The First Amendment to the US Constitution is based on Madison’s principle that government information should be the people’s information too. I currently have a client, in Mr Julian Assange, who takes Madison’s principle to what some politicians and diplomats see as extremes. WikiLeaks has certainly made people around the world better informed about what their rulers do not tell them, but to tell the US Embassy instead. This is not the place to discuss my controversial client, other than to express the hope that he remains alive to give me instructions. Joe Biden and Mick Huckabee want him treated like a terrorist, Rush Limbaugh yearns for him “to die from lead poisoning from a bullet in the brain”, while Sarah Palin, as ever shooting from the lip, says “he should be hunted down like Bin Laden” (I suppose that would give him nine more years of freedom).

These shrill, exaggerated voices calling for the messenger to be killed come unhappily from the land of the First Amendment.
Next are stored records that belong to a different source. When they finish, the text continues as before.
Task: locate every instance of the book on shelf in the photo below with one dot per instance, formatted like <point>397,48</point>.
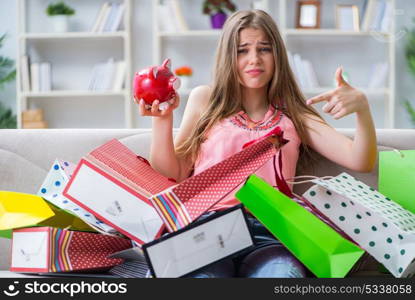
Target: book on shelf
<point>170,17</point>
<point>377,15</point>
<point>378,76</point>
<point>40,77</point>
<point>303,70</point>
<point>35,77</point>
<point>259,4</point>
<point>109,17</point>
<point>45,77</point>
<point>25,73</point>
<point>108,76</point>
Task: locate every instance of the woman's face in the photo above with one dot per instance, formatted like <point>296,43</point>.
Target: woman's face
<point>255,59</point>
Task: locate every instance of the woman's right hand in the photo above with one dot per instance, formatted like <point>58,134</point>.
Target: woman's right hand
<point>155,111</point>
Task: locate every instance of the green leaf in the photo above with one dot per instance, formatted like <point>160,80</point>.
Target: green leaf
<point>411,110</point>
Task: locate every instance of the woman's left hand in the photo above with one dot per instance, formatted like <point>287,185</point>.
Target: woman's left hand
<point>343,100</point>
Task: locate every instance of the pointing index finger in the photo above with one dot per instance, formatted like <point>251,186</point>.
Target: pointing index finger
<point>322,97</point>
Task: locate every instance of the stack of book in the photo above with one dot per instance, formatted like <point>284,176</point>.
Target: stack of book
<point>377,15</point>
<point>33,118</point>
<point>36,77</point>
<point>303,70</point>
<point>170,17</point>
<point>109,17</point>
<point>108,76</point>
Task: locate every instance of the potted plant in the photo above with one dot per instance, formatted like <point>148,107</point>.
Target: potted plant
<point>410,57</point>
<point>7,74</point>
<point>184,74</point>
<point>59,13</point>
<point>217,9</point>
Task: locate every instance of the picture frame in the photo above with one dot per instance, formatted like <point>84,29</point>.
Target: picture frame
<point>347,17</point>
<point>308,14</point>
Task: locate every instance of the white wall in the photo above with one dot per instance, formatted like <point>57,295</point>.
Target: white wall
<point>142,52</point>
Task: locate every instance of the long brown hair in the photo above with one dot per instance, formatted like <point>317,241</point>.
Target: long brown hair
<point>226,97</point>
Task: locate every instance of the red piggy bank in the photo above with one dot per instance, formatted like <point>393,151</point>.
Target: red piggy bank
<point>155,83</point>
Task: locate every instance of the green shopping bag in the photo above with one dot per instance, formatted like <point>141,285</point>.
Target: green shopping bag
<point>397,177</point>
<point>319,247</point>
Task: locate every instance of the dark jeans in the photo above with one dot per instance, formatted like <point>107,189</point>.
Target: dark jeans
<point>267,259</point>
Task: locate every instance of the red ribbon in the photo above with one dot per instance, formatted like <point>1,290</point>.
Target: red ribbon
<point>279,178</point>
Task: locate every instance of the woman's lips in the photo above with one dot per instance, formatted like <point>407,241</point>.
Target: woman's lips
<point>254,72</point>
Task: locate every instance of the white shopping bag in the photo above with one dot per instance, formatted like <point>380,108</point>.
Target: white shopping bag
<point>380,226</point>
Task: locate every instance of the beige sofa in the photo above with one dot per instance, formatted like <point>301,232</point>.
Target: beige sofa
<point>27,155</point>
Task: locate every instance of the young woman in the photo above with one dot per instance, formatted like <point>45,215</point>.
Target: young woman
<point>254,91</point>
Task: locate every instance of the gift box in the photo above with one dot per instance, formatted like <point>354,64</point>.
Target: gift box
<point>52,188</point>
<point>379,225</point>
<point>122,189</point>
<point>114,184</point>
<point>181,204</point>
<point>397,177</point>
<point>20,210</point>
<point>47,249</point>
<point>319,247</point>
<point>202,243</point>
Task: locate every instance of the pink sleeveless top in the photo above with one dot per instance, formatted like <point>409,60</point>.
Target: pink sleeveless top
<point>229,135</point>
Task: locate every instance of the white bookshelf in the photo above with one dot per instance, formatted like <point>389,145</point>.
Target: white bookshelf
<point>36,37</point>
<point>282,12</point>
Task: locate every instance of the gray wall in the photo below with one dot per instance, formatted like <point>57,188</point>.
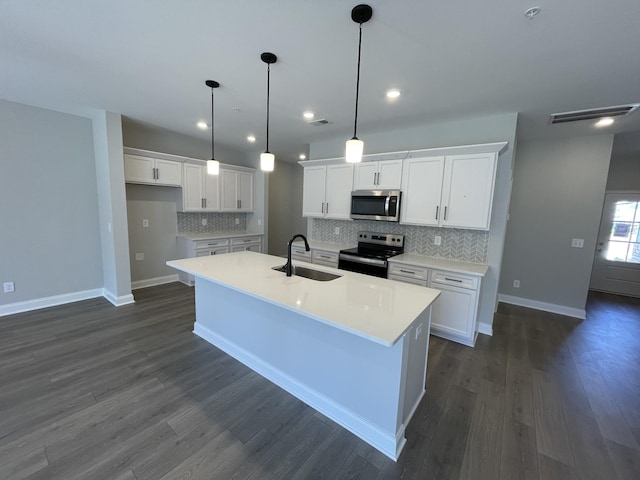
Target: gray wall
<point>49,231</point>
<point>285,206</point>
<point>558,191</point>
<point>487,129</point>
<point>624,170</point>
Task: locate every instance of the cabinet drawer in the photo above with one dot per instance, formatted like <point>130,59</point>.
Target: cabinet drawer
<point>245,240</point>
<point>322,257</point>
<point>214,242</point>
<point>413,281</point>
<point>454,279</point>
<point>409,271</point>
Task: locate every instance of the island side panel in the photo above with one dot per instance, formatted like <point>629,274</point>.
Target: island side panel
<point>358,383</point>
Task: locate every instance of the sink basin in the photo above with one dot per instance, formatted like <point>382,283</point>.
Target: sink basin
<point>310,273</point>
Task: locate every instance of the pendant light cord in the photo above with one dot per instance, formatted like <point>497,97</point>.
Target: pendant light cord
<point>355,122</point>
<point>268,90</point>
<point>212,138</point>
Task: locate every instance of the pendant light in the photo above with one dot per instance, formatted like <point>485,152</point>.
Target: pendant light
<point>267,159</point>
<point>213,166</point>
<point>354,147</point>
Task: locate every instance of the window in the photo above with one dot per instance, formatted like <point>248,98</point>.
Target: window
<point>624,240</point>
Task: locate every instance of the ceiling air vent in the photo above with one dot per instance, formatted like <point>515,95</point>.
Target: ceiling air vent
<point>319,123</point>
<point>578,115</point>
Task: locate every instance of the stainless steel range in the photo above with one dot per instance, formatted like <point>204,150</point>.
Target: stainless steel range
<point>371,254</point>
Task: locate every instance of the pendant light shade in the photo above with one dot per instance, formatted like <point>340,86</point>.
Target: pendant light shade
<point>213,166</point>
<point>267,159</point>
<point>354,147</point>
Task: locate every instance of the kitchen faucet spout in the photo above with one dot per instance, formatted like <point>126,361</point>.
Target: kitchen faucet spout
<point>288,266</point>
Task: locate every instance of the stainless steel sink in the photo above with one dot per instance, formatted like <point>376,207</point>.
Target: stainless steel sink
<point>310,273</point>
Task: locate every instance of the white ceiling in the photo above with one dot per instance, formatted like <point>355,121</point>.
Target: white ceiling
<point>463,58</point>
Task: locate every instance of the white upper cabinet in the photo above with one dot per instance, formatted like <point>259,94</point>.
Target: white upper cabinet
<point>200,191</point>
<point>139,169</point>
<point>467,190</point>
<point>237,190</point>
<point>421,191</point>
<point>327,191</point>
<point>449,191</point>
<point>382,175</point>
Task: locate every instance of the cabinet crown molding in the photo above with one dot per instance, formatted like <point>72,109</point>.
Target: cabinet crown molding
<point>496,147</point>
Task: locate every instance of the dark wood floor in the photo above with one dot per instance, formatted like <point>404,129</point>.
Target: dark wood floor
<point>90,391</point>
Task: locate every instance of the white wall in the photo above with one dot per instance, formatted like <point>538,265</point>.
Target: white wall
<point>487,129</point>
<point>49,232</point>
<point>558,192</point>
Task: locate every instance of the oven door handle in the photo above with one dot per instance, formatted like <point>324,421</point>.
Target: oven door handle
<point>358,259</point>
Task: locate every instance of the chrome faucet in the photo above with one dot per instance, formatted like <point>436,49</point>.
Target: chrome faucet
<point>288,267</point>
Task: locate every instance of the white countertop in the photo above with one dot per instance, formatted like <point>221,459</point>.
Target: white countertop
<point>212,235</point>
<point>441,263</point>
<point>378,309</point>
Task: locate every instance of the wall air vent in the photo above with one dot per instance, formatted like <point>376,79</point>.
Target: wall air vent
<point>319,123</point>
<point>591,114</point>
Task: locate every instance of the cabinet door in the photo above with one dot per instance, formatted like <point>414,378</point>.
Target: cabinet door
<point>192,194</point>
<point>421,190</point>
<point>453,314</point>
<point>338,191</point>
<point>139,169</point>
<point>211,191</point>
<point>313,198</point>
<point>468,190</point>
<point>245,191</point>
<point>365,175</point>
<point>168,173</point>
<point>389,174</point>
<point>229,190</point>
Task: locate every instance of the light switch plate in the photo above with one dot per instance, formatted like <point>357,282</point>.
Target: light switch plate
<point>577,242</point>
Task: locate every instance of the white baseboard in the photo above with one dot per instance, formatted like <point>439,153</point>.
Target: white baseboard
<point>52,301</point>
<point>390,445</point>
<point>485,329</point>
<point>544,306</point>
<point>118,301</point>
<point>152,282</point>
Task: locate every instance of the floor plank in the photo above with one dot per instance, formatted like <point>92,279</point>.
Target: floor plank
<point>129,393</point>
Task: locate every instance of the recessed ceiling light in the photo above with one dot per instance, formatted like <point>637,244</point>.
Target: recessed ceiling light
<point>604,122</point>
<point>393,93</point>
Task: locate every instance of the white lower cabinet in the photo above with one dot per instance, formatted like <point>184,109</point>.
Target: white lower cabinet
<point>324,257</point>
<point>454,314</point>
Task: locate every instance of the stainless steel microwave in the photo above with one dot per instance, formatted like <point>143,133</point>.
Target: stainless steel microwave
<point>375,205</point>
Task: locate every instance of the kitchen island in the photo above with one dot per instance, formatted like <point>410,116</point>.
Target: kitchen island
<point>353,348</point>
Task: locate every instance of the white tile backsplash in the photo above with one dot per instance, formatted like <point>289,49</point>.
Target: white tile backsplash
<point>462,245</point>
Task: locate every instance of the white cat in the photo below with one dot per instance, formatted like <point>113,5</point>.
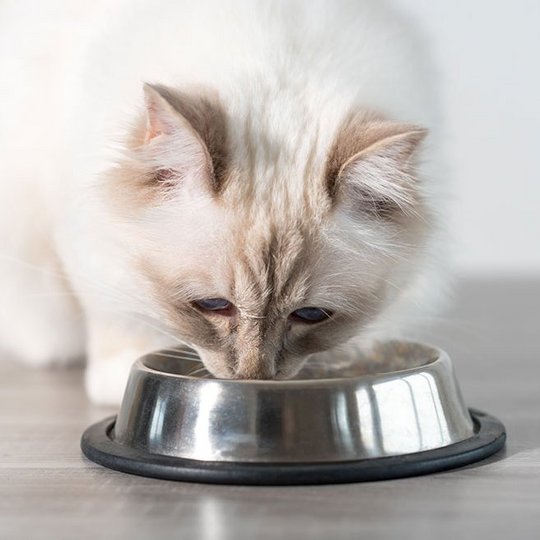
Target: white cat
<point>268,196</point>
WikiLeaks, whatever its failings, has at least enlightened the people of many countries around the world, from Tunisia to Indonesia, who now realise what their governments have been up to and how truly corrupt those governments are. It might be thought that the most astonishing secret revealed by WikiLeaks is that US diplomacy is both principled and pragmatic and that most foreign leaders place upon the United States the heavy burden of world leadership, most urgently in dealing with Iran and the prospect of a nuclear bomb in the hands of mullahs without mercy.

It can only diminish US leadership and dim the beacon of the First Amendment, to raise that old blunderbuss the Espionage Act of 1917, death penalty and all, and aim it beyond the jurisdiction at a publisher who is the citizen of a friendly country. Nor can it be helpful to America’s reputation for respecting due process to amend it retrospectively, as Senator Lieberman has suggested. What the WikiLeaks phenomenon calls for, surely, is a cool-headed appraisal not only of US government classification policy — these cables were apparently accessibly to over 2 million public servants, including 22 year olds — but to developing international media law principles for dealing with worldwide publishers of national security information.

A sensible rule might contain these principles:

1. Citizens everywhere have a democratic right to know what a government does in their name;
2. Governments and their public servants bear sole responsibility for protecting properly classified information;
3. Outsiders who receive or communicate confidential government information should not be prosecuted unless they have obtained it by fraud or bribery or duress;
4. National security exceptions should be precisely defined, should protect the identity of sources who are at risk of reprisals but should not stop whistleblowers from revealing human rights violations – the public has, at the very least, a right to know when a war fought in its name is killing innocent civilians through illegal targeting decisions.

I do not advance these principles as definitive but as the basis for a debate that the US Justice Department should be prepared to engage in with publishers – the New York Times, Der Spiegel and The Guardian and Mr Assange included. It might end in an agreement that could be the basis for injunctive action in national courts, but not for criminal prosecution of publishers. That, surely, is wholly antipathetic to the spirit of the First Amendment.